Esri メタデータ トランスレーター (Esri Metadata Translator)
[Esri メタデータ トランスレーター (Esri Metadata Translator)] ツールは、ArcGIS のメタデータをメタデータ標準の XML スキーマに準拠するようにフォーマットされている XML ファイルにエクスポートします。追加の処理は実行されません。一般的に、最適な結果を得るには、[Esri メタデータ トランスレーター (ESRI Metadata Translator)] ツールを直接使用する代わりに [メタデータのエクスポート (Export Metadata)] ツールを使用してください。

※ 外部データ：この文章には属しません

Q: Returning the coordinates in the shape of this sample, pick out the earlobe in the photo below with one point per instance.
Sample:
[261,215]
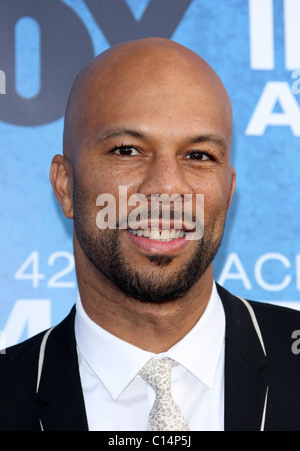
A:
[233,184]
[61,180]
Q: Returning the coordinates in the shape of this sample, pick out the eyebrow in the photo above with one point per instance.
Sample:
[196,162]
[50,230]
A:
[120,132]
[199,139]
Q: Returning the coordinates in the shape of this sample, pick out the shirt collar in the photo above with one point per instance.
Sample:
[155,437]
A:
[116,362]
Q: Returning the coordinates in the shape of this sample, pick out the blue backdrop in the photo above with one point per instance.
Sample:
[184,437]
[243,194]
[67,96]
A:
[254,47]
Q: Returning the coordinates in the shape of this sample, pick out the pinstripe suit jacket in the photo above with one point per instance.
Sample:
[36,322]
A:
[40,385]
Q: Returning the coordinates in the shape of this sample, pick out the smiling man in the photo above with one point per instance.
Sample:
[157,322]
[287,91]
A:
[153,342]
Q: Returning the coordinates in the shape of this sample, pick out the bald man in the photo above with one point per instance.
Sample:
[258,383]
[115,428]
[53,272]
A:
[153,342]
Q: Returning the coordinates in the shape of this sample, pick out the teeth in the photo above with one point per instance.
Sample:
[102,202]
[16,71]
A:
[154,234]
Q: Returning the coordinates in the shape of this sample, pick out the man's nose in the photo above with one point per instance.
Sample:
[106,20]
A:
[165,175]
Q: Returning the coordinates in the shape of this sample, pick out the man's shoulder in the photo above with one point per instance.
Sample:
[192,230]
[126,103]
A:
[278,325]
[23,357]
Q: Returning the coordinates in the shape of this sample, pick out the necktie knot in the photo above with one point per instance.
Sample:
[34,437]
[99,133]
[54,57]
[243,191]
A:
[157,373]
[165,414]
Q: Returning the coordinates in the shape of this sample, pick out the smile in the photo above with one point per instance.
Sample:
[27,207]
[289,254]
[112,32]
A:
[159,235]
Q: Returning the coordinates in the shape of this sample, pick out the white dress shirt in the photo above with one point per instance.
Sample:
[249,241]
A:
[118,399]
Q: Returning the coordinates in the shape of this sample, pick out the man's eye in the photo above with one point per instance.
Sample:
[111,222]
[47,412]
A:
[199,156]
[125,151]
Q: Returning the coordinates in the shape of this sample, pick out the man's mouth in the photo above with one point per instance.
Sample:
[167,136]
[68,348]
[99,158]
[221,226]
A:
[159,234]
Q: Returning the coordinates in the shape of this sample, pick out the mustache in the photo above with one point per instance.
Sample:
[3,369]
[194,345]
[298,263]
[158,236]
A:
[147,218]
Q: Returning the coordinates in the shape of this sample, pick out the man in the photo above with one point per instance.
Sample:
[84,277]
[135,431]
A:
[153,117]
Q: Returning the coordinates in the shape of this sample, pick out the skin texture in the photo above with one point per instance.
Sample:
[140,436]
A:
[171,116]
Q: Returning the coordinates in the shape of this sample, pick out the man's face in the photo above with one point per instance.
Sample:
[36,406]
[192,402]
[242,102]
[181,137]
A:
[161,134]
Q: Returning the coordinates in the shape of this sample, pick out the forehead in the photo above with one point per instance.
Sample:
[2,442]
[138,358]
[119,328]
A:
[159,92]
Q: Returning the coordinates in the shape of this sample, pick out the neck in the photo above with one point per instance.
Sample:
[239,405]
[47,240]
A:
[152,327]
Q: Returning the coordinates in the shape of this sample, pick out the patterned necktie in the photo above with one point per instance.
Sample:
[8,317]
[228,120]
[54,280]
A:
[165,414]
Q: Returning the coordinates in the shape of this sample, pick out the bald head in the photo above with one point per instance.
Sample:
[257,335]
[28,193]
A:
[139,71]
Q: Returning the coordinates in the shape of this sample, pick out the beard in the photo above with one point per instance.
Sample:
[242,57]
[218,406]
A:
[161,284]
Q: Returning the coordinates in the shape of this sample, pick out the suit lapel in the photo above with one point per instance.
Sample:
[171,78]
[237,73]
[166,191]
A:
[246,387]
[60,392]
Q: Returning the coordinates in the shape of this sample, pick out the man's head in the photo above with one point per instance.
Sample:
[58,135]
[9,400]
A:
[154,117]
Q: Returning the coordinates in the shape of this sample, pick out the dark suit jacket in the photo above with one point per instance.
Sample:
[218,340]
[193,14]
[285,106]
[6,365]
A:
[262,374]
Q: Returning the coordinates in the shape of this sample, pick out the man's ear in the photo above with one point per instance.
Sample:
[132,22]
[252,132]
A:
[61,179]
[233,184]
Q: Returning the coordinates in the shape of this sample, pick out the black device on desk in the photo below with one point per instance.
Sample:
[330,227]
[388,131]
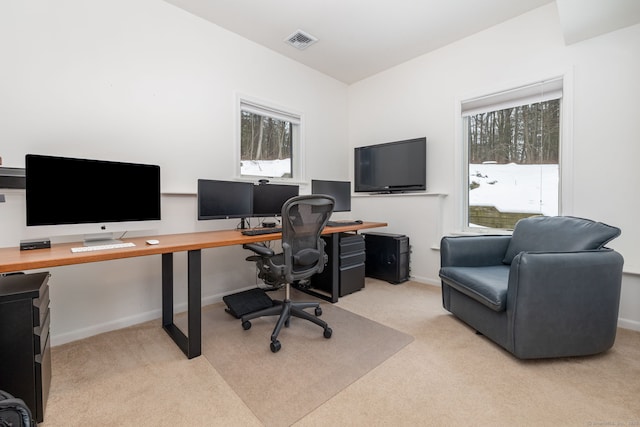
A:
[341,192]
[261,231]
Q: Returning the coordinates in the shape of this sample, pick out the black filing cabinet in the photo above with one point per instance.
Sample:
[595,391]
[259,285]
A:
[350,268]
[25,351]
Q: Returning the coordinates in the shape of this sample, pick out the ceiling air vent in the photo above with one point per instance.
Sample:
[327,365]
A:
[301,40]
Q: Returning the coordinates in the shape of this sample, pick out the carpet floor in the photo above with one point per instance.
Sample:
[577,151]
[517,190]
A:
[446,376]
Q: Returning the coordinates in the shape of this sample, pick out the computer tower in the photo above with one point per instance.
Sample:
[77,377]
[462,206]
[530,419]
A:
[387,257]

USGS MP メタデータ トランスレーター (USGS MP Metadata Translator)
[USGS MP メタデータ トランスレーター (USGS MP Metadata Translator)] ツールは、mp と呼ばれるメタデータ構文解析プログラム ユーティリティを使用してメタデータを変換します。mp ユーティリティは、USGS によって作成および管理されています。mp は Esri のユーティリティではありません。ArcGIS Desktop には、このユーティリティの 1 つのバージョンが付属しています。
このツールが入力として受け入れるメタデータは、Federal Geographic Data Committee (FGDC) Content Standard for Digital Geospatial Metadata (CSDGM) の XML 形式に従う XML エレメントを含むメタデータだけです。このコンテンツがアイテムのメタデータにある場合は、アイテムのメタデータにフル アクセス可能なメタデータ スタイルを使用しているときに、[説明] タブの [FGDC メタデータ (読み取り専用)] の見出しの下に表示されます。
たとえば、ArcGIS アイテムに ArcGIS Desktop 9.3.1 またはそれ以前の ArcGIS Desktop で FGDC メタデータ エディターを使用して作成されたメタデータがあり、このアイテムのメタデータが ArcGIS のメタデータにアップグレードされている場合、その ArcGIS のメタデータには引き続き元の FGDC メタデータの XML エレメントが含まれます。この例では、このツールは、アップグレードされた ArcGIS メタデータ コンテンツではなく、アイテムの元の FGDC メタデータだけをエクスポートします。
同様に、このツールは、ArcGIS 以外で FGDC CSDGM のメタデータ形式に従って作成されたスタンドアロンのメタデータ XML ファイルを変換するために使用できます。
ツールの [変換タイプ] パラメーターによって、メタデータがエクスポートされる形式が決定されます。この情報は、2 つの異なる HTML 形式、2 つの異なるテキスト形式、SGML (Standard Generalized Markup Language) 形式、および XML 形式でエクスポートできます。このツールによってエクスポートされる XML ファイルには、FGDC CSDGM の XML エレメントしか含まれません。したがって、アイテムのメタデータに存在する FGDC XML エレメントは、別の XML ファイルにコピーされます。このツールを使用して、FGDC テキスト ファイルを FGDC XML ファイルに変換することはできません。